Charles Lipson, 1.10.2015, RealClearPolitics.com

Ein kleiner Zwischenfall während Bernie Sanders‘ letztem Vortrag an der Universität von Chicago zeigt, wie sich die progressive Linke gegen Israel gewandt hat. Der Veranstaltungsort war der grösste auf dem Campus, und er war voller begeisterter Anhänger. Als Fragen gestellt werden konnten, sagte ein Student, dass er und seine Freunde die progressive Politik Bernies mochten, aber nicht ganz seine Ansichten über den Nahen Osten. Bernies Antwort, und die Reaktion des Publikums, lohnt, darüber nachzudenken.

Zunächst sagte Bernie, Israel habe ein Recht zu existieren. Das sollte für einen Applaus gut sein, aber es fiel flach. Es gab nur ein paar wenige Klatscher.

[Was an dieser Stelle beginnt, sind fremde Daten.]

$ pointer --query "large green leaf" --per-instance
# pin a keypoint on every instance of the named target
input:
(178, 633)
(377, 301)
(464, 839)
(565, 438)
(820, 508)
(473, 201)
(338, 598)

Das änderte sich, als er sagte, dass er sehr für einen palästinensischen Staat sei. Da war der Applaus laut und anhaltend.

Es ist nur ein kleiner Zwischenfall, aber er fängt eine Bewegung ein, die sich seit Jahren an Elite-Universitäten entwickelt hat und sich nun ausbreitet und Kultur- und Medieneinrichtungen erfasst. Ihre Ansichten werden sicherlich von Präsident Obamas Misstrauen gegenüber dem jüdischen Staat gefördert. Aber er ist weniger ein Anführer, als eine genaue Wetteranzeige . Die Linke liebt Israel etwa so sehr, wie sie Fracking, die Keystone-Pipeline, Goldman Sachs, Wähler-IDs, Clarence Thomas und die Hirschjagd liebt.

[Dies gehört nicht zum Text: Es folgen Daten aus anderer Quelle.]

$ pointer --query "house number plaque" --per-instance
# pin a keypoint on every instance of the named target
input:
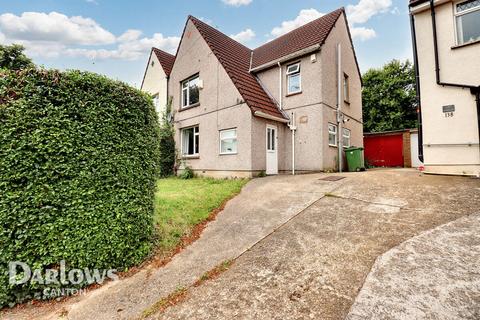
(448, 111)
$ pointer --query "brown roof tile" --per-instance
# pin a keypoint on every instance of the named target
(417, 2)
(310, 34)
(166, 60)
(235, 59)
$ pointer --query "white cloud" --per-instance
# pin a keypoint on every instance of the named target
(237, 3)
(244, 36)
(129, 50)
(305, 16)
(54, 34)
(130, 35)
(206, 20)
(365, 9)
(38, 26)
(362, 33)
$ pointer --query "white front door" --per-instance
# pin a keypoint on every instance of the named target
(272, 146)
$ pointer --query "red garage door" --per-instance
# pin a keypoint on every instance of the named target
(384, 150)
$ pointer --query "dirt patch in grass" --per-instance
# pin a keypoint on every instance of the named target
(182, 293)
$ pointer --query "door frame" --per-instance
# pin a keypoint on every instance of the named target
(268, 170)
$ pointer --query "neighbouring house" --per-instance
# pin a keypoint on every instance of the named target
(397, 148)
(290, 105)
(446, 41)
(155, 79)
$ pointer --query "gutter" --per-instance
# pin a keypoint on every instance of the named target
(294, 55)
(417, 81)
(475, 90)
(264, 115)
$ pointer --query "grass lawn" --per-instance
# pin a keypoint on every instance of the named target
(182, 204)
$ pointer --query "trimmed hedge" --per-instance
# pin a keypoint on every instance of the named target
(78, 163)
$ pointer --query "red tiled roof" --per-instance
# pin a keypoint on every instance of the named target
(235, 59)
(166, 60)
(310, 34)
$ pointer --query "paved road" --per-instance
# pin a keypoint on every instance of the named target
(435, 275)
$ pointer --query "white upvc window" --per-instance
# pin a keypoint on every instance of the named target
(294, 79)
(467, 16)
(332, 135)
(156, 102)
(228, 141)
(190, 92)
(190, 141)
(346, 138)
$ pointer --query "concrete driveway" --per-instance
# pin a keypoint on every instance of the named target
(302, 246)
(314, 266)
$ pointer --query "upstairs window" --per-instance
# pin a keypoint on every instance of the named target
(190, 141)
(332, 135)
(294, 80)
(156, 102)
(467, 16)
(190, 92)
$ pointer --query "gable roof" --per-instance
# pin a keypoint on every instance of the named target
(166, 60)
(235, 59)
(308, 35)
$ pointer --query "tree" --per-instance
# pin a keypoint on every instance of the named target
(13, 58)
(389, 97)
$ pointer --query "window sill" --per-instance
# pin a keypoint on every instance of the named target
(189, 107)
(293, 94)
(458, 46)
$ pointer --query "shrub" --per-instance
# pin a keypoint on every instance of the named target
(187, 173)
(78, 160)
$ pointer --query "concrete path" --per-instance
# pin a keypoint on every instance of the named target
(435, 275)
(263, 205)
(304, 248)
(314, 266)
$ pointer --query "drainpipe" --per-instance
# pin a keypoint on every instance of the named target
(475, 90)
(291, 124)
(293, 128)
(339, 108)
(280, 81)
(417, 81)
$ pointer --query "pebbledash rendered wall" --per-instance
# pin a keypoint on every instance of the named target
(221, 107)
(155, 82)
(450, 141)
(315, 107)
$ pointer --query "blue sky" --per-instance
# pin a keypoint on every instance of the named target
(114, 37)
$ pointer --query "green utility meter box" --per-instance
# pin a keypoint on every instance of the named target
(355, 159)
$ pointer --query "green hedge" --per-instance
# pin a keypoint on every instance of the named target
(78, 160)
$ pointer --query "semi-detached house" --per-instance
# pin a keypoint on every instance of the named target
(291, 104)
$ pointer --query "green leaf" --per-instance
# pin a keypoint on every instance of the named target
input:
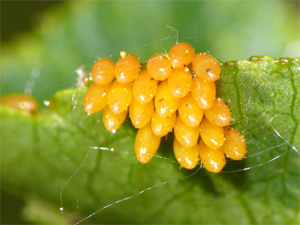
(43, 151)
(39, 153)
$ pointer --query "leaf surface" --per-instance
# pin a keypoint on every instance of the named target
(40, 153)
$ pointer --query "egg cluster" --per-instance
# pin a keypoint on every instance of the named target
(174, 92)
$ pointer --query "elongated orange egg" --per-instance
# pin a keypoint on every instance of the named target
(219, 114)
(213, 160)
(146, 144)
(95, 98)
(186, 157)
(235, 144)
(20, 102)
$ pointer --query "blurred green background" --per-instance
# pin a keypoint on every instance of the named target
(56, 38)
(17, 19)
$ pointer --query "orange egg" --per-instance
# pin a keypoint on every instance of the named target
(159, 67)
(127, 69)
(219, 114)
(181, 54)
(144, 87)
(102, 72)
(190, 113)
(95, 98)
(146, 144)
(165, 103)
(186, 157)
(180, 82)
(212, 135)
(203, 92)
(112, 121)
(235, 144)
(206, 67)
(20, 102)
(119, 97)
(213, 160)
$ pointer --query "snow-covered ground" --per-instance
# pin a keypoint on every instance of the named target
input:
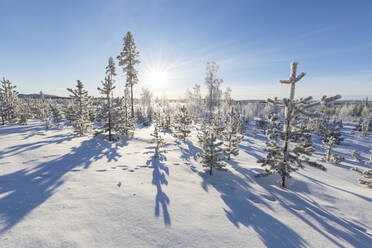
(57, 190)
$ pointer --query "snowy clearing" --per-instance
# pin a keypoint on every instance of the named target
(57, 190)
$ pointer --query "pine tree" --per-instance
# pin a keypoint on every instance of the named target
(232, 139)
(212, 155)
(213, 99)
(366, 178)
(128, 59)
(329, 145)
(57, 113)
(356, 155)
(107, 91)
(183, 120)
(8, 102)
(79, 115)
(159, 142)
(282, 157)
(44, 111)
(124, 123)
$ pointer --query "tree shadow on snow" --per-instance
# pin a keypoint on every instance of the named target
(159, 173)
(26, 189)
(300, 204)
(243, 209)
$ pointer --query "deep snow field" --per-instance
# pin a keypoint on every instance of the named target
(57, 190)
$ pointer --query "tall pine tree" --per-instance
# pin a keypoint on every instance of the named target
(79, 115)
(107, 91)
(128, 59)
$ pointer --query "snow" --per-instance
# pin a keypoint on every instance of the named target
(57, 190)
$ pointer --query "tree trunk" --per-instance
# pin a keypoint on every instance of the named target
(131, 99)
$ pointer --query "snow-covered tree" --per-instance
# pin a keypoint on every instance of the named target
(212, 155)
(79, 115)
(8, 102)
(107, 91)
(128, 59)
(182, 122)
(194, 102)
(146, 106)
(282, 156)
(213, 98)
(356, 155)
(332, 128)
(44, 111)
(230, 134)
(57, 113)
(330, 157)
(124, 123)
(366, 178)
(159, 142)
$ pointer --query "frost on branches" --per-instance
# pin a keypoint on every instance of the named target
(230, 134)
(107, 91)
(124, 123)
(282, 156)
(159, 142)
(8, 102)
(182, 122)
(128, 59)
(212, 155)
(79, 113)
(329, 145)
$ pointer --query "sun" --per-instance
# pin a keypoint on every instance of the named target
(157, 76)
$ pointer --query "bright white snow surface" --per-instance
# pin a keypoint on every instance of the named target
(57, 190)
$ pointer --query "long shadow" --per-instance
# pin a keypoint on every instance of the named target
(243, 210)
(25, 190)
(297, 204)
(18, 149)
(159, 173)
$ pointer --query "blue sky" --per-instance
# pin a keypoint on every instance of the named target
(48, 45)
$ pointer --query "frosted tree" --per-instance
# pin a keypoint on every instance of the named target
(8, 101)
(124, 123)
(230, 134)
(213, 98)
(57, 113)
(182, 122)
(365, 127)
(159, 142)
(212, 155)
(194, 102)
(366, 178)
(79, 115)
(356, 155)
(332, 128)
(282, 156)
(330, 157)
(44, 111)
(107, 91)
(146, 106)
(128, 59)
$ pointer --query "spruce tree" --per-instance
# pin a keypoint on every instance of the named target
(79, 115)
(128, 59)
(230, 134)
(212, 155)
(8, 102)
(159, 142)
(124, 123)
(282, 156)
(183, 120)
(107, 91)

Was auf dem Campus geschehen ist, abgesehen von der gut dokumentierten Unterdrückung von Pro-Israel-Ansichten, ist die Bildung einer dauerhaften Koalition nicht nur gegen Benjamin Netanjahu und insbesondere die israelische Politik, sondern gegen Israel selbst. Die Koalition besteht aus den beiden Basisgruppen auf allen Elite-Universitäten: die selbsternannten „Opfer“ und die selbst-flagelierenden „Schuldigen“. Eines der Hauptziele der Orientierungswoche ist es, Studierende in eine dieser beiden Gruppen einzusortieren und sie in ihren zugewiesenen Rollen auszubilden.

Die Schuldigen sind alle Studierenden mit gutem Hintergrund, mit Ausnahme jener aus den akzeptierten Minderheiten. Diese Mittelklasse-Schüler sind per Definition „Unterdrücker“. Sie können ihre Sünden sühnen, indem sie sich schuldig sprechen und zeigen, dass sie bereit sind, das Durcheinander, das ihre Familien in Amerika und der Welt angerichtet haben, zu beheben. Ihre eigene spezielle Bewegung ist Umweltschutz und „Sicherheit“ auf dem Campus, was über das legitime Ziel der Gewährleistung der physischen Sicherheit aller Schülerinnen und Schüler hinausgeht und zusätzlich Ansichten, sie nicht mögen, unterdrückt. Diese Ansichten, sagen sie, bringen sie dazu, „sich unsicher zu fühlen.“ Dekane von Studenten, die sich keinen Deut um Redefreiheit kümmern, rauschen gerne eilig herbei, um sie zu schützen. Aber der wichtigste Weg, wie sich Mittelklasse-Studenten von ihren Sünden reinwaschen können, ist, die Bewegung-des-Tages der „Opfergruppen“ zu unterstützen.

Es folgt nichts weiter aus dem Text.